On peut aussi noter, avec Richez et Strauss (in Corbin : 1995) que de nombreuses formes de résistance au loisir productif et discipliné se mirent en place. La belotte ou la pétanque, l’apéritif, la grasse matinée, le camping sauvage ou la sieste dans le pliant, sont autant de moments d’abandon improductifs et « dionysiaques » (p. 412) qui ont tenté de faire un pied de nez aux « grandes valeurs » de la société disciplinaire. La dimension ludique des « passe-temps » et de l’amateurisme de type bricolage, jardinage, pêche, botanique ou ornithologie, permit souvent l’affirmation d’une liberté et d’une dépense improductive sans prétention, mais à forte valeur symbolique et identitaire. Les auteurs terminent leur article en affirmant que cette dépense improductive, qui s’était élaborée contre le loisir des trois D (délassement, divertissement, développement personnel), fut convertie en marchandise à partir des années soixante : « La « révolution estivale » a abouti à l’évanouissement du rêve militant d’un temps de congé participant à la « régénération » du « petit travailleur infatigable » et à l’abolition de la dépense gratuite des pratiques traditionnelles au profit de la dépense commercialisée » (p. 412). La société de consommation aurait alors placé les vacances sous le signe du Sea, Sex and Sun.

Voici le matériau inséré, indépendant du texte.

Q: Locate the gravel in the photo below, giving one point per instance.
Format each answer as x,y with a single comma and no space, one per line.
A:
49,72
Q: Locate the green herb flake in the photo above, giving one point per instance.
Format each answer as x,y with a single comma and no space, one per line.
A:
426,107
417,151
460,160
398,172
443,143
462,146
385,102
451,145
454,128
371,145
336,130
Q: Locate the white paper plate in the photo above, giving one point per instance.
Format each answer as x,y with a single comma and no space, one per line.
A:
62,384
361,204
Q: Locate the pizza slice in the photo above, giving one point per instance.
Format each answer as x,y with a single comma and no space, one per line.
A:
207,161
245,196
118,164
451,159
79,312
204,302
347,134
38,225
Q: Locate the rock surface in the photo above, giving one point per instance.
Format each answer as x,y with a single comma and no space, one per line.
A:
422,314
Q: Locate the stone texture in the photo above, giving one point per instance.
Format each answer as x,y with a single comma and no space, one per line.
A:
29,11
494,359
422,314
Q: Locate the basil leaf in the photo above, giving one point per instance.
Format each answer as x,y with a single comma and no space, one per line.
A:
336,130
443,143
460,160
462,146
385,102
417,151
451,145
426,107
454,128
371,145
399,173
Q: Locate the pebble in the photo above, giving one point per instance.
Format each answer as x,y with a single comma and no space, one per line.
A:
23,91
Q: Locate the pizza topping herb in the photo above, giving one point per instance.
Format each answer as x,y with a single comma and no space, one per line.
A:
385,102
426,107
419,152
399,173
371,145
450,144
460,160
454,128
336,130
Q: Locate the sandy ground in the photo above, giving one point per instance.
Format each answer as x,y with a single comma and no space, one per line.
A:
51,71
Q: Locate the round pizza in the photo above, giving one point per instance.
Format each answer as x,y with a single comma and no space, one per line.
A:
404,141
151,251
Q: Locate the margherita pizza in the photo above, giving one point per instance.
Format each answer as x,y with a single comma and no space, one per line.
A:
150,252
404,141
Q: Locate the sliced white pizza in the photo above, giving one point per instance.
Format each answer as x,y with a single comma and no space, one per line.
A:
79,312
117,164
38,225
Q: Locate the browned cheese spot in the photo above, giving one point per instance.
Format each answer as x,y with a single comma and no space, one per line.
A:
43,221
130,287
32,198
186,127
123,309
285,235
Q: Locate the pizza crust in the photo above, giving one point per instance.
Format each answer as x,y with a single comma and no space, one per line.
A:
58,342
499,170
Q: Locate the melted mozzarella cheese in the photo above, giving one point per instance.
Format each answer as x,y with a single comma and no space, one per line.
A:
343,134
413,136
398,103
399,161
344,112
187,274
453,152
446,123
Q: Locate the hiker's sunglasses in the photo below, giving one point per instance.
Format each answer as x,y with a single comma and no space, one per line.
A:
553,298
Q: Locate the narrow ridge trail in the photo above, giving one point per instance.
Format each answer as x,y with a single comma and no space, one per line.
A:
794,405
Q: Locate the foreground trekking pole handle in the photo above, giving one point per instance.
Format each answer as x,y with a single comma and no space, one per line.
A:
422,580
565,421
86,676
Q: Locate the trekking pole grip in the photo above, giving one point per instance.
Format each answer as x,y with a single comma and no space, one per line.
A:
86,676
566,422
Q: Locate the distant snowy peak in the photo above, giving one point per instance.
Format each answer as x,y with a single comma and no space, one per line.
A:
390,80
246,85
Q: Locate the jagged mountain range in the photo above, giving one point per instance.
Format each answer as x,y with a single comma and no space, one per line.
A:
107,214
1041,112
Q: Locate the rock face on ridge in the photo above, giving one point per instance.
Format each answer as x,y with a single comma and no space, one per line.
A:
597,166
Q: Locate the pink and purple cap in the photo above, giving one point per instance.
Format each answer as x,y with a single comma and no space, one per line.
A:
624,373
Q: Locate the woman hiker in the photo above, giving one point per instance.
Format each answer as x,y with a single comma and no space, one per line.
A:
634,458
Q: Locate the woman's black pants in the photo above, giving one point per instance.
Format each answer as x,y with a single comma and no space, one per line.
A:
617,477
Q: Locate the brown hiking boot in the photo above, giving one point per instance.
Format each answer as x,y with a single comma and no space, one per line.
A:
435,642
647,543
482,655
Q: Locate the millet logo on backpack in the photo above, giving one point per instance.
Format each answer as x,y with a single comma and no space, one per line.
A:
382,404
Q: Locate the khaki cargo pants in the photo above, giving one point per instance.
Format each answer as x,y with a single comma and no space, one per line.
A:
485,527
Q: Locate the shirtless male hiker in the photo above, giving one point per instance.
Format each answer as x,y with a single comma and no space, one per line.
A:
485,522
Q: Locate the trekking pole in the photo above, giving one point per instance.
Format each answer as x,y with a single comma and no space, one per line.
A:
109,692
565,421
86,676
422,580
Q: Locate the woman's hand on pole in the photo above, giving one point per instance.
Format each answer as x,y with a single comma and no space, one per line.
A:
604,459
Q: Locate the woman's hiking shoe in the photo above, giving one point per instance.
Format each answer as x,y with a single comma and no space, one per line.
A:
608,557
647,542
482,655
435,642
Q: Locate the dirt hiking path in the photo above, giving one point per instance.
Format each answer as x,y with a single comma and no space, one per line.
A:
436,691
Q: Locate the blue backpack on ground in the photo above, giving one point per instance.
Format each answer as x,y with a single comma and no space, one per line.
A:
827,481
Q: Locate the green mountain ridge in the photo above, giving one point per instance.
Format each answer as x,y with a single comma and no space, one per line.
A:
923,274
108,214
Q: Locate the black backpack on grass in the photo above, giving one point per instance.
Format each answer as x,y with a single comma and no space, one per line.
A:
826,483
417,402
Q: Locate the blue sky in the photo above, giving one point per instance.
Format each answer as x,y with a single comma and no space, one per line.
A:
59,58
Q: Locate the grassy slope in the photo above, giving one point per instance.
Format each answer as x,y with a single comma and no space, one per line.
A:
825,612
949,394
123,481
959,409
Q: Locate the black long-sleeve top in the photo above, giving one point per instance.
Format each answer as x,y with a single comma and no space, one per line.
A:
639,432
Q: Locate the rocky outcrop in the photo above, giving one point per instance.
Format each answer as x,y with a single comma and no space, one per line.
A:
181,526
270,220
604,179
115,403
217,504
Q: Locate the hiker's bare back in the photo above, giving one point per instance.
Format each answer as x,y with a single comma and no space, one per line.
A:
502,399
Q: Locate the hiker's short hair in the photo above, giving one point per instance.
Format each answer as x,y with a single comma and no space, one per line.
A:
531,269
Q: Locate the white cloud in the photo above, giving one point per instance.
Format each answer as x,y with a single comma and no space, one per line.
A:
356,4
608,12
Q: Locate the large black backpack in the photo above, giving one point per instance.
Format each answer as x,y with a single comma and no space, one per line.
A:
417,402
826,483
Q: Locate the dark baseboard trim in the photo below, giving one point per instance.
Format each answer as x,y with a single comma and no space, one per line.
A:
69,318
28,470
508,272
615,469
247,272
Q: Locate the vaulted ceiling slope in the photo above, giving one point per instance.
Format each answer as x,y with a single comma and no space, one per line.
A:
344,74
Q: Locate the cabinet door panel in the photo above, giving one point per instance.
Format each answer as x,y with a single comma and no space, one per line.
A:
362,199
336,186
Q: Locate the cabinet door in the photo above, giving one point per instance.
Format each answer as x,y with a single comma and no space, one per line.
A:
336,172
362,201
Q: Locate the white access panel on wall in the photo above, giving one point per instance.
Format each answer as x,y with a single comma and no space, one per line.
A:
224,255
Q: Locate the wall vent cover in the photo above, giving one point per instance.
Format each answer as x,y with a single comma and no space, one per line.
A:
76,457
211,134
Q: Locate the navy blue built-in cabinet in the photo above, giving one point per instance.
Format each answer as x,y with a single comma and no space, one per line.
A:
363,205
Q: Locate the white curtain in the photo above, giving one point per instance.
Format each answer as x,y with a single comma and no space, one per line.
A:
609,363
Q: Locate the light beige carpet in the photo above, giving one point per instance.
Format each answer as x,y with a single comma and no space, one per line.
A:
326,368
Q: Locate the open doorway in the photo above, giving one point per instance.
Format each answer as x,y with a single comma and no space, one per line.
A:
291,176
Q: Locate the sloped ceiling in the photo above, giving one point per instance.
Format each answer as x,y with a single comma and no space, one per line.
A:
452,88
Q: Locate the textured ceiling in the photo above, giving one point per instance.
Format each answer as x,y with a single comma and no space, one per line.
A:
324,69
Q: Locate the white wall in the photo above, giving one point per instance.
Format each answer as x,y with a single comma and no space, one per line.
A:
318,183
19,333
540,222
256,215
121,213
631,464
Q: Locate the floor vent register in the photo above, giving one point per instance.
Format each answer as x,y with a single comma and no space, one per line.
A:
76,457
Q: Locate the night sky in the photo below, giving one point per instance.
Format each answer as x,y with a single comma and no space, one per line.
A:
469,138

Par ailleurs, dans le registre des vacances organisées, les clubs, dont le Club Méditerranée est une figure emblématique, commencèrent à proposer une conception des vacances qui rompait fortement avec le temps ordinaire productif. Alain Ehrenberg (in Viard : 1990) rappelle que la « non importance des choses importantes » était une devise de ce tourisme novateur. Dans les années cinquante, Gérard Blitz lance le club avec l’envie de renforcer les relations humaines dans une France en reconstruction. Il monte une structure en Haute-Savoie pour recevoir les rescapés des camps nazis. En 54, il s’associe à Gilbert Trigano. Ils envisagent un projet qui refuse les vacances bourgeoises (hôtel, distinction sociale) et cherchent un concept original, à la croisée du monde sportif, de la sociabilité populaire et de l’idéologie politique (communisme). Ainsi, une idéologie égalitariste entre les clients et le personnel (à l’inverse de l’hôtel), une vie en partie communautarisée (repas, douches, tâches domestiques), et un refus des conventions (vouvoiement, confort…), donnent au Club une tonalité qui rompt avec l’orientation prise par la consommation de masse. Les villages du Club Méditerranée font de la vie quotidienne un spectacle où tout le monde est acteur, dans une ambiance festive où la créativité, la découverte du corps et le sentiment de vivre une idylle renforcent le sentiment de rupture par rapport au quotidien. La mixité sociale, dans ces premiers temps, est relativement importante. Professions libérales, employés, enfants de la bourgeoisie ou secrétaires sont attirés à la fois par le coût et par le message véhiculé par ce type de tourisme. Pour Ehrenberg, cette période semble proposer comme une synthèse entre la vie de château et la vie sauvage. Un imaginaire de l’abondance, bien que les conditions matérielles ne le valident qu’à partir des années 1960, infuse ce mouvement touristique. Enfin, par delà l’orientation sportive, le Club a ceci de nouveau que chacun pouvait choisir ses activités ou se soustraire au groupe sans aucune sanction, et selon une stricte logique hédoniste.

Le temps libre, conquis sur le temps de travail lors du Front populaire, devient, après la Seconde Guerre mondiale, un temps de consommation qui accompagne la transformation du lien social. Dans les sociétés industrielles et capitalistes, ce lien s’articule autour d’une valeur qui émerge et qui fait lien : l’individu.